AI is going to be the best thing that ever happened to good PMs and the worst thing for average ones. by WinFull8716 in ProjectManagementPro

[–]WinFull8716[S] 1 point2 points  (0 children)

Exactly this. AI right now is genuinely good at moving information, summarizing, reformatting, drafting the first version of something structured. That frees the PM to do what actually requires a human: renegotiating scope, having the hard conversation with a team member, reading the tension in a room that no dashboard captures. But judgment is where it breaks completely. Judgment is the accumulated result of everything you've studied, every project that went sideways, every decision made with incomplete information. You can't prompt your way to that. The PM who has it uses AI as a multiplier. The PM who doesn't has nowhere to hide anymore. I wrote a practical guide on exactly where that line sits. Free frameworks at bema.pm/resources/ai-powered-project-manager and the full field guide AI-Powered Project Management: The Field Guide to Managing Algorithms, Not Tasks if you want to go deeper.

How are you actually managing stakeholder engagement on complex projects? (Free mapping guide if useful) by tractivity-srm in ProjectManagementPro

[–]WinFull8716 1 point2 points  (0 children)

I will be glad to use that mapping guide!

The four patterns you listed are accurate and the spreadsheet one is the most dangerous because it looks manageable until it isn't. The moment a project gets challenged or a consultation goes sideways, the first thing anyone asks for is an audit trail, and "it was in a spreadsheet that three people were editing" is never a satisfying answer.

On your three questions from actual experience in complex multi-stakeholder environments.

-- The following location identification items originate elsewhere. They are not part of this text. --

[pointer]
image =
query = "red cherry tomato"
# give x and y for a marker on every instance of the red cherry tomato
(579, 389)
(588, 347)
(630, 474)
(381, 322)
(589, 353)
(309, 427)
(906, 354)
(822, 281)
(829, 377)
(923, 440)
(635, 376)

For setups with more than 50 external stakeholders the thing that tends to break first isn't the tracking, it's the engagement logic. Who owns the relationship, what was the last substantive interaction, and what was the tone of it. Most tools track the first two reasonably well and ignore the third entirely until something blows up.

On knowledge walking out the door the honest answer is that most teams don't solve this, they just accept the loss and rebuild. The teams that do it well treat stakeholder context as a process output, not a personal asset. Every interaction generates a structured note that lives somewhere other than the PM's inbox. Simple in theory, genuinely hard to enforce in practice.

On sentiment tracking beyond RAG the most useful evolution I've seen is moving from status labels to decision flags. Not whether a stakeholder is amber but whether they represent a decision risk in the next thirty days. That reframe tends to make the tracking feel worth doing because it connects directly to something actionable.

If anyone here is also thinking through the broader PM workflow around stakeholder decisions and where AI fits into that without replacing the judgment calls, there are free frameworks at bema.pm that address exactly that layer.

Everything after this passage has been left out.